The internet is awash with every trick under the sun to get rid of stains, and we aren’t about to try and list everything you could use! So here are some general tips:

  • Blot the stain as soon as you notice it – don’t let it dry as is
  • Try gently hand washing tricky stains with cold water first- hot water and rubbing can set the stain into the fibres
  • Check the fabric care labels to get an idea of the requirements for the clothes
  • Check the item before hanging to see if the stain has gone – once the garment dries the stain will be set


    • Consider switching to wooden or padded hangers to prevent your clothes stretching out of shape – note that all woods contain acids which could damage delicate fabrics over time
    • Don’t have an overflowing wardrobe – your clothes need space to breathe and have space to hang without bunching
    • If you must put clothes in long term storage, put them in clean, dry and lidded boxes (not cardboard) with acid free tissue paper to avoid degradation.

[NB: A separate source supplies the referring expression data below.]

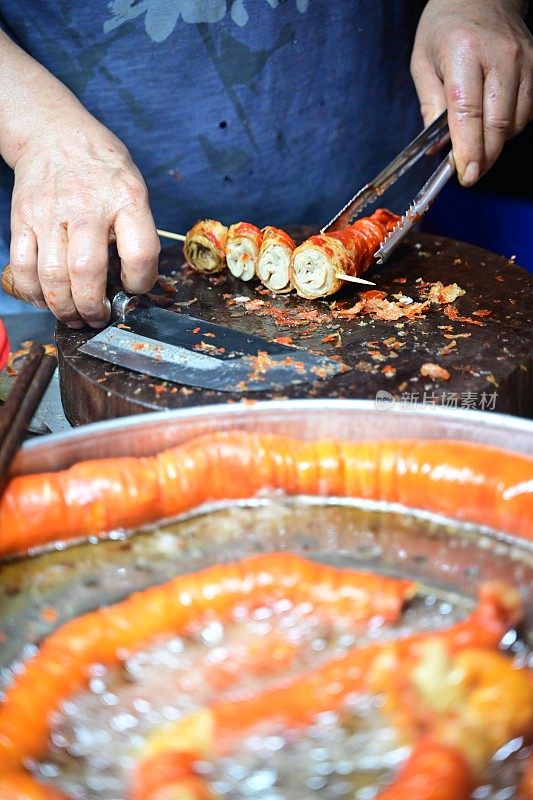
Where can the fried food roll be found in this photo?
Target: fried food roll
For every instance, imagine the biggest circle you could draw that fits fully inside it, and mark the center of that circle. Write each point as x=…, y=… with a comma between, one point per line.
x=317, y=263
x=205, y=246
x=242, y=250
x=274, y=260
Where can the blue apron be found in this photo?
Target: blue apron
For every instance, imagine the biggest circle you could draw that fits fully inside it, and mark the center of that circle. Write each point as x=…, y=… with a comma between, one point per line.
x=272, y=111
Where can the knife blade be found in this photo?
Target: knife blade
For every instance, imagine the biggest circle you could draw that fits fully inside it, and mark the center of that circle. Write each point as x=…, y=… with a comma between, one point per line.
x=193, y=352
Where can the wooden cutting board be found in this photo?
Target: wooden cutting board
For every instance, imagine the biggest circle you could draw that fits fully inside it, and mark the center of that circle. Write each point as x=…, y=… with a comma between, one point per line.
x=490, y=365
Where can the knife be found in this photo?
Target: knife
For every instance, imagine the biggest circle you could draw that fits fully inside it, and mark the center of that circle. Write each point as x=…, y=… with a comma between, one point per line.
x=182, y=349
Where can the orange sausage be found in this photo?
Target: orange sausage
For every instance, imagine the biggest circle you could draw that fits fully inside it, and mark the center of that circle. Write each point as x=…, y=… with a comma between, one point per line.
x=213, y=731
x=433, y=771
x=462, y=480
x=525, y=789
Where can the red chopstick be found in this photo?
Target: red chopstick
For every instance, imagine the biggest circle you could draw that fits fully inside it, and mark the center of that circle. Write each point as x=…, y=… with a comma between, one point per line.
x=21, y=404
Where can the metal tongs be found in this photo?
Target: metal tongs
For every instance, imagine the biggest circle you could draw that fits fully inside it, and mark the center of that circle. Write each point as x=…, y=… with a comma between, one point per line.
x=387, y=177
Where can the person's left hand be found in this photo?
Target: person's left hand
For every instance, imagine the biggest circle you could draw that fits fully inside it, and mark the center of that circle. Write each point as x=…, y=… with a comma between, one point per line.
x=476, y=59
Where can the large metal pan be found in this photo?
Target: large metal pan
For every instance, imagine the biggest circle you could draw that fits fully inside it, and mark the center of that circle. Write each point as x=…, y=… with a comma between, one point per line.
x=449, y=559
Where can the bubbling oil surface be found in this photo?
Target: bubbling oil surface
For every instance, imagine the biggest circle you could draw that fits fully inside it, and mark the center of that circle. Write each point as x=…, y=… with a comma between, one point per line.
x=96, y=735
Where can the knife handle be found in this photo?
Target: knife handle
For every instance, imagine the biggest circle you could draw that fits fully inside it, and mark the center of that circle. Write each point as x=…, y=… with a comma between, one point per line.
x=8, y=285
x=117, y=297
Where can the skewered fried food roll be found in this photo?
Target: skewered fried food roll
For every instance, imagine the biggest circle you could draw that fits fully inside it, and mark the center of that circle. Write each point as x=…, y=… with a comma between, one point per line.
x=274, y=260
x=205, y=246
x=317, y=263
x=242, y=250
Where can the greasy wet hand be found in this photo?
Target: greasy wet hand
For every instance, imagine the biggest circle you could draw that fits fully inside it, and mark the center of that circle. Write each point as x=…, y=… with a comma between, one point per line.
x=75, y=189
x=475, y=58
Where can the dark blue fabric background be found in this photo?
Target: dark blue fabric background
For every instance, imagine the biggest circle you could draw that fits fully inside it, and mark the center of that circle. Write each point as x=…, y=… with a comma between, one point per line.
x=273, y=111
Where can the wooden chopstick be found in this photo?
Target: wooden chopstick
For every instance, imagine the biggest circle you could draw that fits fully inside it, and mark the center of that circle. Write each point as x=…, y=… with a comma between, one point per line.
x=178, y=237
x=21, y=404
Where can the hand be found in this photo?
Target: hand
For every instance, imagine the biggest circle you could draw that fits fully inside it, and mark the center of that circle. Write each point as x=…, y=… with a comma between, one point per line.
x=76, y=187
x=476, y=59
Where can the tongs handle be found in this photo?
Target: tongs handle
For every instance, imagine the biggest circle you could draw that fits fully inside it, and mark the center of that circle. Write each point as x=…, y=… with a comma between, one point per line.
x=418, y=207
x=390, y=174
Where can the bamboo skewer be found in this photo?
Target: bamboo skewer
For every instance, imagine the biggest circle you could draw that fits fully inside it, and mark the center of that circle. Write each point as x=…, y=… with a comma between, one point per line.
x=179, y=237
x=352, y=279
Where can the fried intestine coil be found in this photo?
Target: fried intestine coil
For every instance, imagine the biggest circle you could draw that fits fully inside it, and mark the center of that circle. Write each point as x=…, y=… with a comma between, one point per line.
x=242, y=249
x=317, y=263
x=274, y=260
x=205, y=246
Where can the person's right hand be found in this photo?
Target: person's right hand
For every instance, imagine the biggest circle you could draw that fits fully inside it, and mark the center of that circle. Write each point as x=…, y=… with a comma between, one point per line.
x=76, y=188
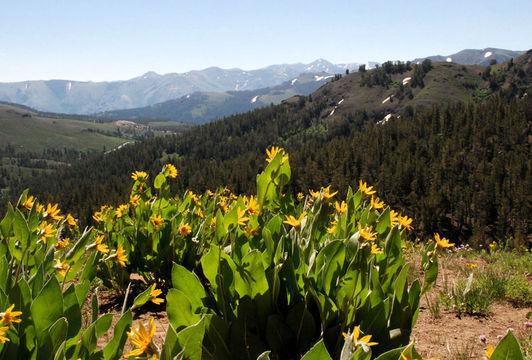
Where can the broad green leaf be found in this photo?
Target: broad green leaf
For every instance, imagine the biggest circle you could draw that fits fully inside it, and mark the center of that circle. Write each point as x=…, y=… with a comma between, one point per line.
x=188, y=282
x=21, y=230
x=159, y=181
x=72, y=310
x=4, y=271
x=179, y=309
x=317, y=352
x=142, y=298
x=47, y=306
x=7, y=222
x=114, y=348
x=384, y=222
x=190, y=339
x=78, y=249
x=264, y=356
x=250, y=278
x=171, y=346
x=94, y=305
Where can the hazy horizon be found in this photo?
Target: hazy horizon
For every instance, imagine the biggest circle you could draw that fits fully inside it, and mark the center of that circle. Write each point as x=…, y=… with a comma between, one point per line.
x=101, y=41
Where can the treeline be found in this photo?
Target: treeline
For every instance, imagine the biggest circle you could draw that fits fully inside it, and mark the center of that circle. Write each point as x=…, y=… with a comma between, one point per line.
x=461, y=169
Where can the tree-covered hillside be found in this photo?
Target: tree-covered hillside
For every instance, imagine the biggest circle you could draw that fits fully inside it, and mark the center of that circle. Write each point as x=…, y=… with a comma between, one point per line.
x=463, y=168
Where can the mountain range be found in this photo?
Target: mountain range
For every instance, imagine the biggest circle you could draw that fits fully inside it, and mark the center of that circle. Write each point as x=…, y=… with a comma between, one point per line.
x=201, y=107
x=79, y=97
x=82, y=97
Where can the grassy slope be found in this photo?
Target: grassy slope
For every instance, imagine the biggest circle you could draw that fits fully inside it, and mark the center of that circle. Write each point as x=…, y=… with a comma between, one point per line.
x=36, y=133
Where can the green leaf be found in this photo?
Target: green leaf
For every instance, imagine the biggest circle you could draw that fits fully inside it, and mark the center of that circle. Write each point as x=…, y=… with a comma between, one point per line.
x=47, y=307
x=317, y=352
x=188, y=282
x=114, y=349
x=264, y=356
x=171, y=346
x=4, y=271
x=159, y=181
x=72, y=310
x=21, y=230
x=190, y=339
x=94, y=305
x=179, y=309
x=58, y=333
x=384, y=222
x=7, y=222
x=508, y=349
x=142, y=298
x=250, y=278
x=78, y=249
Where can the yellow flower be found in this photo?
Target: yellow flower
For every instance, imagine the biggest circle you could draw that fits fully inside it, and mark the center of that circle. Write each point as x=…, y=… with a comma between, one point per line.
x=172, y=170
x=185, y=229
x=252, y=205
x=241, y=218
x=368, y=190
x=375, y=250
x=251, y=231
x=314, y=194
x=366, y=232
x=326, y=192
x=98, y=216
x=488, y=352
x=376, y=203
x=141, y=338
x=340, y=208
x=394, y=217
x=442, y=243
x=46, y=231
x=3, y=330
x=121, y=210
x=134, y=200
x=28, y=203
x=200, y=213
x=273, y=151
x=62, y=267
x=70, y=220
x=9, y=316
x=39, y=208
x=62, y=243
x=139, y=175
x=156, y=220
x=120, y=256
x=153, y=295
x=405, y=222
x=366, y=340
x=53, y=212
x=99, y=246
x=290, y=220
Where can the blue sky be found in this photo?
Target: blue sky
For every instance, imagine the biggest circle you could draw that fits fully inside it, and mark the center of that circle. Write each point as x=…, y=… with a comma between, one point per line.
x=114, y=39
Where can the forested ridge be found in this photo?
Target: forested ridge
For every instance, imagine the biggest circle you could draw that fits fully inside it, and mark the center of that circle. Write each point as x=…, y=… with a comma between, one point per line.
x=462, y=169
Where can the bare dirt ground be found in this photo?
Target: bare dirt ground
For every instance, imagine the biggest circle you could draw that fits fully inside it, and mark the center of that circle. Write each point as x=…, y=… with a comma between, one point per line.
x=446, y=337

Make sure they are fresh from laundry before storing.
    • Once again, don’t store clothes in direct contact with wood 
    • Keep the place you store your clothes dry, free of dust and ideally cool 
    • Know what’s in your wardrobe by taking everything out and reviewing twice a year- see what needs fixing, what isn’t being worn and should be donated, if there’s something you love but had forgotten about

    We hope these tips will help you get more life out of your clothes. It’s well worth that extra bit of effort to keep your fave garms in your life for as long as possible. Share any tips with us and your family and friends, and we can all love our clothes for longer!